From mboxrd@z Thu Jan  1 00:00:00 1970
From: Oren Laadan <orenl-eQaUEPhvms7ENvBUuze7eA@public.gmane.org>
Subject: Re: [RFC v14-rc2][PATCH 5/7] Infrastructure for work postponed to
	the end of checkpoint/restart
Date: Tue, 31 Mar 2009 12:00:10 -0400
Message-ID: <49D23E0A.2030308@cs.columbia.edu>
References: <1238477552-17083-1-git-send-email-orenl@cs.columbia.edu>	
	<1238477552-17083-6-git-send-email-orenl@cs.columbia.edu>
	<1238512639.8286.658.camel@nimitz>
Mime-Version: 1.0
Content-Type: text/plain; charset="us-ascii"
Content-Transfer-Encoding: 7bit
Return-path: <containers-bounces-cunTk1MwBs9QetFLy7KEm3xJsTq8ys+cHZ5vskTnxNA@public.gmane.org>
In-Reply-To: <1238512639.8286.658.camel@nimitz>
List-Unsubscribe: <https://lists.linux-foundation.org/mailman/listinfo/containers>,
	<mailto:containers-request-cunTk1MwBs9QetFLy7KEm3xJsTq8ys+cHZ5vskTnxNA@public.gmane.org?subject=unsubscribe>
List-Archive: <http://lists.linux-foundation.org/pipermail/containers>
List-Post: <mailto:containers-cunTk1MwBs9QetFLy7KEm3xJsTq8ys+cHZ5vskTnxNA@public.gmane.org>
List-Help: <mailto:containers-request-cunTk1MwBs9QetFLy7KEm3xJsTq8ys+cHZ5vskTnxNA@public.gmane.org?subject=help>
List-Subscribe: <https://lists.linux-foundation.org/mailman/listinfo/containers>,
	<mailto:containers-request-cunTk1MwBs9QetFLy7KEm3xJsTq8ys+cHZ5vskTnxNA@public.gmane.org?subject=subscribe>
Sender: containers-bounces-cunTk1MwBs9QetFLy7KEm3xJsTq8ys+cHZ5vskTnxNA@public.gmane.org
Errors-To: containers-bounces-cunTk1MwBs9QetFLy7KEm3xJsTq8ys+cHZ5vskTnxNA@public.gmane.org
To: Dave Hansen <dave-23VcF4HTsmIX0ybBhKVfKdBPR1lH4CV8@public.gmane.org>
Cc: containers-cunTk1MwBs9QetFLy7KEm3xJsTq8ys+cHZ5vskTnxNA@public.gmane.org
List-Id: containers.vger.kernel.org


Dave Hansen wrote:
> On Tue, 2009-03-31 at 01:32 -0400, Oren Laadan wrote:
>> Add a interface to postpone an action until the end of the entire
>> checkpoint or restart operation.
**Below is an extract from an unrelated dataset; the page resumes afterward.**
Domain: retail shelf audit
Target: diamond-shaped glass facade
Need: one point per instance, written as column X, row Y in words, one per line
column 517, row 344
This is useful when during the
>> scan of tasks an operation cannot be performed in place, to avoid
>> the need for a second scan.
> 
> Why aren't we using the existing kernel workqueue mechanism?

Because we need to defer to work until the end of the operation:
not earlier, because it we defer it for a reason; not later, because
we will block waiting for it.

The kernel's workqueue schedules the work for 'some time later'.
It may be in particular too early. Although unlikely, it can also
occur arbitrarily later, so finishing and cleaning up a checkpoint
or a restart will have to block on it.

Also, the kernel workqueue cannot make any assumptions about the task
context in which the work is performed. The restart many times builds
on running in the context of some specific restarting task.
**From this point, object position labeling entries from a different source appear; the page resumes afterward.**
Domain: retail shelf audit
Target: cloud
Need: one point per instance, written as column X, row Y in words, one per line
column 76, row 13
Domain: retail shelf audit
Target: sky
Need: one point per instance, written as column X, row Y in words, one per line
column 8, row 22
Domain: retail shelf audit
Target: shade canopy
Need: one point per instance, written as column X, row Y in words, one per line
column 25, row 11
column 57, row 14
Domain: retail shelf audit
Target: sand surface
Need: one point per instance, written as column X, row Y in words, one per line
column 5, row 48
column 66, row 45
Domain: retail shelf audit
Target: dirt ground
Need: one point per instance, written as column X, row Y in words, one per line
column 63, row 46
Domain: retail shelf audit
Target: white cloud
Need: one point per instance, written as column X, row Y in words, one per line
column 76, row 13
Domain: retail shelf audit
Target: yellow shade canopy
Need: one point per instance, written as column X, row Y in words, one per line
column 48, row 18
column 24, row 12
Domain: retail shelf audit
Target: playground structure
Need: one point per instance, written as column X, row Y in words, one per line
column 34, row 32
Example: this patch assumes a single (common) ipc namespace, but that
is easy to change. To support more than one, we'll need to perform the
deferred ipc action in the context of the process that has that ipc_ns.
(this means that this mechanism will evolve to per-task.)
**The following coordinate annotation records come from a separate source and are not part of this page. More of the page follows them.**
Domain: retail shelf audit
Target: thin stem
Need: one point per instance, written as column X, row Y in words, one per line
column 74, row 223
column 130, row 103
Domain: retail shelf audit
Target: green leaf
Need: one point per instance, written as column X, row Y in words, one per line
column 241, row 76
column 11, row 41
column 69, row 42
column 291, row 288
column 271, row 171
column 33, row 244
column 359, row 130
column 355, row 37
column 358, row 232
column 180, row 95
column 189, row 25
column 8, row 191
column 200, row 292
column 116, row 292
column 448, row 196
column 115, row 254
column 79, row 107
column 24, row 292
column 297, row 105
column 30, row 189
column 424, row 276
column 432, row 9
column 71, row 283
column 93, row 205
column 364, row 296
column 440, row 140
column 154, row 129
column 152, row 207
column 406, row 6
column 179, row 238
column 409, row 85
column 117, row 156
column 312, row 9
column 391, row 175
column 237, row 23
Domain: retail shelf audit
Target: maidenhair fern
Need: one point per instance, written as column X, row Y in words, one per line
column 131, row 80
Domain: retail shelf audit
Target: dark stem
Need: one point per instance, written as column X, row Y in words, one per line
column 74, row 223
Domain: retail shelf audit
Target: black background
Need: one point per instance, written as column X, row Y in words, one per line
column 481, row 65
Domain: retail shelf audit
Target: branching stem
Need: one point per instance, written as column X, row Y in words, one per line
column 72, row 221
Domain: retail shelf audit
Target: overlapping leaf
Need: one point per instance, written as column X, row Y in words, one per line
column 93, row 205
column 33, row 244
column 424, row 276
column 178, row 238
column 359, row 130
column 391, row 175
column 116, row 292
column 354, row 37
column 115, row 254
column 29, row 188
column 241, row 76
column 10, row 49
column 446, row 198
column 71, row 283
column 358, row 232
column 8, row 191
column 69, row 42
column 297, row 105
If we were to use that workqueue, we would probably need to create a
queue per c/r operation to allow efficient flush; recall that each
workqueue comes with its own thread(s). In general, the mechanism
is too heavy.

What we need is a simple way for the c/r operation as a whole, and
later a task in particular, to defer some action until later _in the
restart_ process (not arbitrarily).

I should have named it cr_deferwork, and wrote this ^^^ in the patch.

Oren.